It should be pretty obvious to say that I believe in paying teachers more. Mr. Eyre and I are working on buying a house, and it's depressing to see what we can afford in NYC right now. Mr. Eyre works in the private sector and makes what I always considered to be good money, yet buying even something modest in District 26 or similar seems out of reach at the moment. If I could match his salary, we'd be in much better shape. Although he hasn't been in his career much longer than I've been in teaching, he makes more than twice what I do. So I agree with that part of Mr. Kristof's argument.

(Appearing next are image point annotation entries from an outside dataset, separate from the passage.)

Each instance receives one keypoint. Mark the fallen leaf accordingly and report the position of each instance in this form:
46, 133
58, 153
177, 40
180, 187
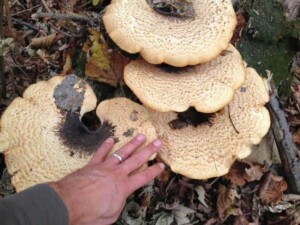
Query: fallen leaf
45, 41
226, 202
98, 65
236, 173
201, 195
133, 214
271, 188
182, 214
291, 8
67, 69
43, 55
255, 172
67, 6
163, 219
296, 136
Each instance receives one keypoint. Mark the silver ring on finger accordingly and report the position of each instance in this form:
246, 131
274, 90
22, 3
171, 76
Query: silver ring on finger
117, 156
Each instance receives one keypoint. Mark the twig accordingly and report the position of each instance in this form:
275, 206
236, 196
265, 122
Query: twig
284, 141
2, 78
46, 6
25, 24
8, 16
60, 31
71, 16
25, 10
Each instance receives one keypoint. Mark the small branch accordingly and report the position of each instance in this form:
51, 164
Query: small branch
2, 78
8, 16
25, 24
71, 16
284, 141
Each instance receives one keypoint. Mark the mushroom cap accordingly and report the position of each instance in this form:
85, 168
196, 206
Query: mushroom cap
136, 28
41, 142
130, 118
208, 87
209, 150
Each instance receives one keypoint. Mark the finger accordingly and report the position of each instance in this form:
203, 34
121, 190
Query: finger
125, 151
102, 151
142, 178
138, 159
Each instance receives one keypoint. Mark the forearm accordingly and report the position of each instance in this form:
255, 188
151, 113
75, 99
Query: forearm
34, 206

I also agree with more rigorous evaluation for teachers. Putting aside the thorny issue of test scores for money, I'd be comfortable with being evaluated on the full spectrum of what I do as a teacher with evaluation from peers as well as supervisors thrown in. No decent teacher should fear a multifaceted performance assessment, one that examines classroom management, school involvement, parent and student relationships, common planning, and other aspects of the job. Getting beyond "S" and "U" would not, in my opinion, be such a bad thing.

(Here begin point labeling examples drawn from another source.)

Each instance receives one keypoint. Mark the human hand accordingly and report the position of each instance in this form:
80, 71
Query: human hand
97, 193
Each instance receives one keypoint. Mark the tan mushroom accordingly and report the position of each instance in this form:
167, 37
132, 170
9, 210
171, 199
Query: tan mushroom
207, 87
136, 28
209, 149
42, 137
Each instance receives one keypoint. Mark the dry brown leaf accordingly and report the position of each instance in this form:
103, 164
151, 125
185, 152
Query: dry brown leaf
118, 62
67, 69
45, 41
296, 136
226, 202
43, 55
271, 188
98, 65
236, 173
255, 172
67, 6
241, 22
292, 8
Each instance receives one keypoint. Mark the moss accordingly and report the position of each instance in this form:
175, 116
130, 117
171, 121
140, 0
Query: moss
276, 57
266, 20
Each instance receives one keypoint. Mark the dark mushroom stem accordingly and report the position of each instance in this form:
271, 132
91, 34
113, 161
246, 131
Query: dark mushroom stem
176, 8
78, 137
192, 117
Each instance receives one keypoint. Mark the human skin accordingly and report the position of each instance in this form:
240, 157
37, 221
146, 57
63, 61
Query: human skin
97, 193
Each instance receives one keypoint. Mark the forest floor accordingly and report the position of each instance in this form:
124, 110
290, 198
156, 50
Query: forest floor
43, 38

I do have two points of disagreement with Kristof, however. The first is on acquiescing to larger class size. While a large class size might be acceptable and even advisable for highly motivated, well-behaved high school students who can deal with lecture and whole-class discussion on a daily basis, keeping class sizes manageable is a must for teachers dealing with higher-needs students. Teachers who have good classroom control with 25 students do not necessarily have good classroom control with 35 or 40, and the kind of work necessary to develop the absolutely essential positive relationships with higher-need students to bring them on board with the classroom experience is less and less realistic as class sizes inch upwards. Large class sizes in Japan and South Korea are realistic when discipline in schools is paramount and most students are either intrinsically motivated or firmly under a cultural mindset of reverence for education and teachers. This is not the case here. Perhaps a one-size-fits-all approach to class size isn't the answer, but safeguards must be in place to protect and encourage teachers who take on (in manageable numbers) our neediest children.

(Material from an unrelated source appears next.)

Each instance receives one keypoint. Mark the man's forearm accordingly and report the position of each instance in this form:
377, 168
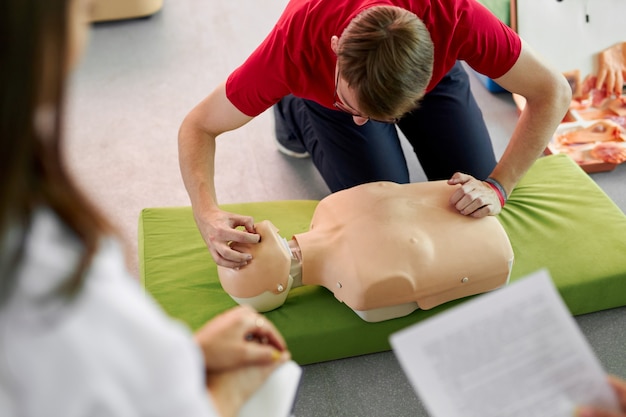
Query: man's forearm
533, 132
196, 156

The other is inflexibility on work rules. When I think of teacher work rules, I think of the rule specifying that the work day is 6 hours and 50 minutes long (HA HA HA HA!!!!!!!!!!), or the rule that teachers cannot teach more than three consecutive periods, or the rule that teachers must have a duty-free lunch period every day. These are things on which I think it is fine for teachers to be inflexible. Teachers who care about doing their jobs well by giving students meaningful feedback on a range of assignments, taking on extracurriculars, offering students extra help after school, and planning engaging lessons need limits on their time that many principals cannot be trusted to respect. I can tell you that teaching five periods a day is exhausting, and it is even more so when lunch is a sandwich choked down while grading papers or filling in roll sheets, and it is even more so when I spend an hour after school tutoring or running my club, and that after all those things are done, I still have work left to do. I will be flexible about my work rules when I have an assistant teacher and/or secretary.
So that's what I think of Mr. Kristof's suggestions: Sure, I'll take more money. I'll even take it with some strings attached in the form of more rigorous evaluations. But not for more students, or more planning, and certainly not for more busywork like potty patrol or lunchroom duty. I'm already not sure how it's possible to work harder than I'm working now. You can't get blood from a stone.